Emma laughed with delight. “Nailed it. And him.”
“If you’re finished with the lame comedy routine,” Harrow said, “we’ll go aboard the
“No,” Mac and Emma said as one.
“This fly ain’t strolling into no spidery parlor,” she added.
“We could be overheard out here,” Harrow said impatiently.
“If you’re worried about somebody lurking on that little islet over there with a parabolic microphone, forget it,” Mac said. He jerked a thumb over his shoulder. “The sound of the cascade trumps any listening device.”
Harrow put his fists on his hips, bringing the shoulder harness into full display as he got in Mac’s face.
The shadow wearing a wind jacket and an Uzi drifted closer.
“Listen, ass clown,” Harrow said, “I don’t have time for this. I don’t even have time to beat the truth out of you.”
“Good job you brought a team,” Emma said. “Mac would mop the dock with you and you know it.”

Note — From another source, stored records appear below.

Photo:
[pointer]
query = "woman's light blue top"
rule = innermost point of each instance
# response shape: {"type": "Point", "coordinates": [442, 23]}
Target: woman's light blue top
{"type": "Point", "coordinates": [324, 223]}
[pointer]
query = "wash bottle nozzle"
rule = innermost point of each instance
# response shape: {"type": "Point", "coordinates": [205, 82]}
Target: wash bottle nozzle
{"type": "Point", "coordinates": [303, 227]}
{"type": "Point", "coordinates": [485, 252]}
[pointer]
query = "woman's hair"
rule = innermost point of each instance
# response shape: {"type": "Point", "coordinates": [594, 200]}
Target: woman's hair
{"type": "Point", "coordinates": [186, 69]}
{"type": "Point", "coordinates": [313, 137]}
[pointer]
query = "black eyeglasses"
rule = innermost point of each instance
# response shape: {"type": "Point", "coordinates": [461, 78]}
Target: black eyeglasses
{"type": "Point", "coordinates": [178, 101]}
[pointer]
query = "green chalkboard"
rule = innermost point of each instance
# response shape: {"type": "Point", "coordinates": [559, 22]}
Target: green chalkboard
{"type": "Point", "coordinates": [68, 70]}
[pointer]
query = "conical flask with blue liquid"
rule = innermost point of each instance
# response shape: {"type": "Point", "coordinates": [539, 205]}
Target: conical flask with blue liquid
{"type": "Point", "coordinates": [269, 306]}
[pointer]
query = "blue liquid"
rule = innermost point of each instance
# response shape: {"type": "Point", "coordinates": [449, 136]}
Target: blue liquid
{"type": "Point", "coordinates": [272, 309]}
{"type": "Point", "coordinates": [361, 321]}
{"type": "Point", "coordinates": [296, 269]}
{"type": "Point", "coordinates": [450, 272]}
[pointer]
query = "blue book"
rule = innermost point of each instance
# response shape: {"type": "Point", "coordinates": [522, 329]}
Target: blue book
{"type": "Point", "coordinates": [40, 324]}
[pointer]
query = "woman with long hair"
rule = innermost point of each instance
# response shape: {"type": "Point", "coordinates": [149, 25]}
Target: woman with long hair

“Think of the splinters,” Mac said, shaking his head.
“Mmm, I am.”
“Before you do a grenade imitation,” Mac said to Harrow, “understand that we’re not going anywhere with you and you’re not going anywhere with us. And the dude in the dive suit isn’t going to plant any cute device on the dinghy, or we’re going to whistle up a seaplane to fly us out of here and leave you with your thumb up your ass and your balls swinging in the breeze. Are you hearing me?”
Harrow glanced reflexively toward the Zodiac. He could just make out the black hood of the diver who had slipped into the water. With a muffled curse, Harrow pulled a hair-thin mic out from behind his ear.
“Abort dive,” he said in a clipped voice.
A disembodied voice replied, “Say again.”
“Abort.”
Emma watched as the diver came up out of the water and rolled back into the Zodiac with a casual display of strength and coordination.